Le spectacle désolent s’était terminé en queue de poison, les jeunes gars étaient rentrés dans les vestiaires dans un silence macabre, et moi je me sentais tout tristounet en pensant que ces types allaient sans doute se retrouver sous peu sur le sol irakien ou afghan, ou dieu sait dans quelle autre démocratie-minute imaginée par un apprenti sorcier dans le confort de son bureau de Washington.

Heureusement, l’intermède militaire avait été vite oublié lorsque Ronaldinho, Messi, Van Bommel et consorts avaient fait leur entrée sur le terrain. Le spectacle était grandiose, le ballon virevoltait d’un côté à l’autre du terrain à une vitesse folle. A la surprise générale, Barcelone avait été malmené par les Mexicains, qui menaient encore 4-2 à cinq minutes de la fin.

C’était à ce moment qu’on avait quitté le stade, malgré les protestations de Tom et Julie. C’est que je ne voulais pas me retrouver coincé dans les embouteillages monstres de l’après-match. Plus tard dans la soirée, on avait appris que le Barça avait égalisé dans les toutes dernières secondes, grâce notamment à un coup de génie de Ronaldinho. Cela m’avait fait plaisir pour lui, car il m’avait vraiment séduit, non seulement par son jeu, mais davantage encore par son sourire et sa simplicité. Il y avait tellement de chaleur et de sincérité qui transparaissait dans son sourire.
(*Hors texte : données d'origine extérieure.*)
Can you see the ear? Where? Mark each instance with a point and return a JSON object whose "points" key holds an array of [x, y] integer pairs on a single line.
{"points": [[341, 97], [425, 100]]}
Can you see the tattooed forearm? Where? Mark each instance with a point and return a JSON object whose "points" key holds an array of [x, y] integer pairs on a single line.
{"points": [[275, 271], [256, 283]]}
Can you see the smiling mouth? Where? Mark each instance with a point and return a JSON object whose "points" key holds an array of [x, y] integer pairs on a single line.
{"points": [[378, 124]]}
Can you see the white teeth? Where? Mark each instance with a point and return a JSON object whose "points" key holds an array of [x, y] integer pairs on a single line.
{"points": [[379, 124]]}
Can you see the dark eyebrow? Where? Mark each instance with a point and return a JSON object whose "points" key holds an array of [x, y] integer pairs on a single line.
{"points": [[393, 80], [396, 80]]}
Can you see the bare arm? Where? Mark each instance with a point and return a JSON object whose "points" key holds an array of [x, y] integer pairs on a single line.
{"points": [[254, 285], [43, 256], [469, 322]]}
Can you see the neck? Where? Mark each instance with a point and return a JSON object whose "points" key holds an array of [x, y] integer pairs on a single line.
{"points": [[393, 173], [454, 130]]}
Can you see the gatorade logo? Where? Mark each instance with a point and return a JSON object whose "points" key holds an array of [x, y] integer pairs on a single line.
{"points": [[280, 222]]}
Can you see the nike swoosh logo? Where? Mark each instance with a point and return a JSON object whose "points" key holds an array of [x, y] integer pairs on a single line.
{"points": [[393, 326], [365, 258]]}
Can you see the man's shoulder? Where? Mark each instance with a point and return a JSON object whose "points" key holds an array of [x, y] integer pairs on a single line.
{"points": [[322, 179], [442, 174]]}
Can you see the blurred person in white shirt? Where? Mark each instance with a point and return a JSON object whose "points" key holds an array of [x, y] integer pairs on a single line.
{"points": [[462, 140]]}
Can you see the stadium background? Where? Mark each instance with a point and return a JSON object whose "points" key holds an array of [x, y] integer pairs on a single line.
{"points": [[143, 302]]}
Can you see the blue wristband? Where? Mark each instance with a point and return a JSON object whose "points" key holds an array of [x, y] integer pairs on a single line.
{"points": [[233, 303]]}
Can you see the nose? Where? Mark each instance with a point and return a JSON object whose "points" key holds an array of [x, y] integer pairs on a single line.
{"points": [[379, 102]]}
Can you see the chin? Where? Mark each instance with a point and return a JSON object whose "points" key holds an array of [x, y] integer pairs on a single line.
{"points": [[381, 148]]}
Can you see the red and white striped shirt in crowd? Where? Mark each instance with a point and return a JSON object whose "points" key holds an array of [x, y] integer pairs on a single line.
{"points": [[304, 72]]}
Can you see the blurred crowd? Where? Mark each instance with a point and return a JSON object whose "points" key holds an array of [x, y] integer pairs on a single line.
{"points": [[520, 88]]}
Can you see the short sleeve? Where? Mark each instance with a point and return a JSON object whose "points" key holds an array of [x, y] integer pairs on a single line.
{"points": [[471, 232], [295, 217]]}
Pourtant là où il est aujourd’hui, il pourrait vraiment se permettre de regarder tout le monde de très haut… Ça, c’est un vrai sourire ! On devrait peut-être suggérer à l’armée américaine de l’engager pour ses prochaines affiches de marketing…  😉

Une réponse à « Engagez-vous, qu’ils disaient ! »

  1. Avatar de chantalhemroulle
    chantalhemroulle

    B…..de M…..il m’avait échappé celui là….!!!
    Et c’est ma copine micheline qui me l’a pointée….je veux parler de l’affiche…et du commentaire que tu en fais …..il manque juste en asterisque ,en petits caractères ,comme dans les contrats d’assurance ….un encart quoi ,le « stade 3 » de la métamorphose du jeune wasp :une belle housse et un drapeau américain plié en beau petit coussinet triangulaire….
    Encore 1 fois bravo pour la narration!
    PS:c’est un dimanche tout gris où j’en profite pour feuilleter votre road book!!bisous!!